LOGINHappy Reading
*****
Harsa diam, dia juga tidak taahu mengapa hatinya begitu mudah luluh pada pembantu barunya itu. Setiap melihat sorot mata Ardha, lelaki berambut lurus dengan rahang tegas tersebut merasakan jantungnya berdebar keras.
"Sa, kamu sudah berusaha sejauh ini bahkan kamu mendapatkan semua harta ini dengan susah payah. Begitu mudahnya kamu memberikan harta itu pada orang lain yang kemungkinan besar punya niat buruk mendekatimu," nasihat sang pengacara dengan pemilik nama Yandra
"Aku juga tidak tahu mengapa, Yan. Yang jelas, aku melihat ketulusan di matanya saat membantuku menangani Jenni."
Yandra mendengkus. "Sadar, Sa. Dulu, kamu juga pernah mengatakan jika Jenni adalah orang paling tulus padamu, tapi kenyataannya. Dia tidak lebih baik dari baik dari Zika. Terkadang, aku merasa kamu salah menilai Zika."
"Apa maksudmu? Zika itu cuma memanfaatkan aku saja karena kemiskinan.

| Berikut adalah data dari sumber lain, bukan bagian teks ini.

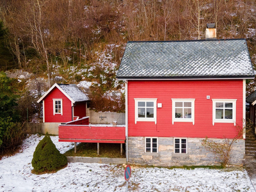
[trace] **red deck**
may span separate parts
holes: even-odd
[[[125,127],[74,124],[84,119],[59,125],[59,141],[124,143]]]

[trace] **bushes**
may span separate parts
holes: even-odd
[[[10,117],[0,118],[0,156],[15,152],[25,136],[24,124],[12,122]]]
[[[15,152],[25,137],[17,109],[19,85],[17,79],[0,72],[0,156]]]
[[[36,173],[56,171],[67,163],[67,157],[56,148],[50,136],[46,134],[35,150],[32,166]]]

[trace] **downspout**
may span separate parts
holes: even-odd
[[[246,131],[246,80],[243,79],[243,138],[245,140]]]
[[[71,113],[72,113],[72,120],[74,121],[74,107],[76,106],[76,103],[71,103]]]
[[[128,81],[125,81],[125,139],[126,162],[128,162]]]

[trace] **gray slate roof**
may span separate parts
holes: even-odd
[[[253,92],[251,95],[246,97],[246,102],[253,103],[256,100],[256,91]]]
[[[76,84],[58,84],[60,87],[75,102],[89,100],[87,95],[83,92]]]
[[[128,42],[118,79],[254,78],[244,39]]]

Semua keluarganya keluarganya menjadikanku sapi perah. Bangsat!" umpat Harsa dengan mata merah dan melotot.
"Tidak perlu kamu ingat lagi, semua kejadian itu sudah berlalu. Sekarang kamulah pemilik perusahaan dan aset Catradananta. Jadi, berhati-hatilah dalam menilai perempuan. Jangan sampai kamu dipermainkan oleh kecantikan dan kepura-puraan yang sengaja ditampilkan," peringat sang pengacara.
"Terima kasih nasihatnya, Yan. Kali ini, aku tidak salah menilai pembantuku itu. Dia memang tulus membantuku," kata Harsa.

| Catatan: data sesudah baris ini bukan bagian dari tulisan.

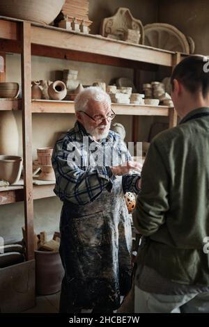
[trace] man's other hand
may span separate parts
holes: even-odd
[[[137,161],[125,161],[122,165],[111,167],[112,173],[116,176],[130,174],[133,170],[141,173],[141,168],[142,164]]]

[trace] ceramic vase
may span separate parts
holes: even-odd
[[[19,134],[14,113],[0,111],[0,154],[17,156]]]
[[[62,81],[55,81],[49,85],[48,93],[53,100],[62,100],[67,95],[65,84]]]

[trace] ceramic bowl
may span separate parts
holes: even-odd
[[[160,102],[159,99],[145,99],[145,104],[148,104],[150,106],[158,106]]]
[[[0,156],[0,179],[17,183],[20,177],[22,158],[17,156]]]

Yandra berdiri dan menepuk pundak sahabat sekaligus kliennya. Mereka berdua adalah orang miskin yang mencari peruntungan di kota. Sama-sama mengadu nasib demi perbaikan ekonomi keluarga. Sayangnya, Harsa tidak seberuntung Yandra yang bisa bertemu dengan perempuan baik dan mendukung semua kariernya.
"Aku akan mengubah surat wasiat itu, satu bulan kemudian. Aku mau kamu berpikir jernih."

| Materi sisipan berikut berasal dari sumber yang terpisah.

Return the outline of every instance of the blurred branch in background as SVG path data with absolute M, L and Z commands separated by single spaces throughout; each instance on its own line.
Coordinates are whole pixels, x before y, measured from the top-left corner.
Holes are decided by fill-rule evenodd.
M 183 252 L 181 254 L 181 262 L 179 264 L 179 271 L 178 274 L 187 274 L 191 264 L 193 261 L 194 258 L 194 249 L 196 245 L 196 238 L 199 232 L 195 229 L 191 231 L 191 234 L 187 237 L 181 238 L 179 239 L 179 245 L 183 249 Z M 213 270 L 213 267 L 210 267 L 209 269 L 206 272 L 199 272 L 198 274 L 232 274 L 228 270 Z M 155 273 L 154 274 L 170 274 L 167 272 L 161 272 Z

"Yan, kelamaan kalau satu bulan. Jenni pasti sudah bertindak jauh dengan surat yang sudah aku bubuhkan cap jempol. Aku tidak bisa menemukan keberadaan kertas itu." Wajah Harsa menegang.
Bukannya dia tidak berusaha merebut surat itu, tetapi kertas tersebut tidak bisa ditemukan. Entah di mana Jenni menyembunyikan kertas yang sudah dibubuhi cap jempol tersebut. Harsa terlalu meremehkan istrinya itu.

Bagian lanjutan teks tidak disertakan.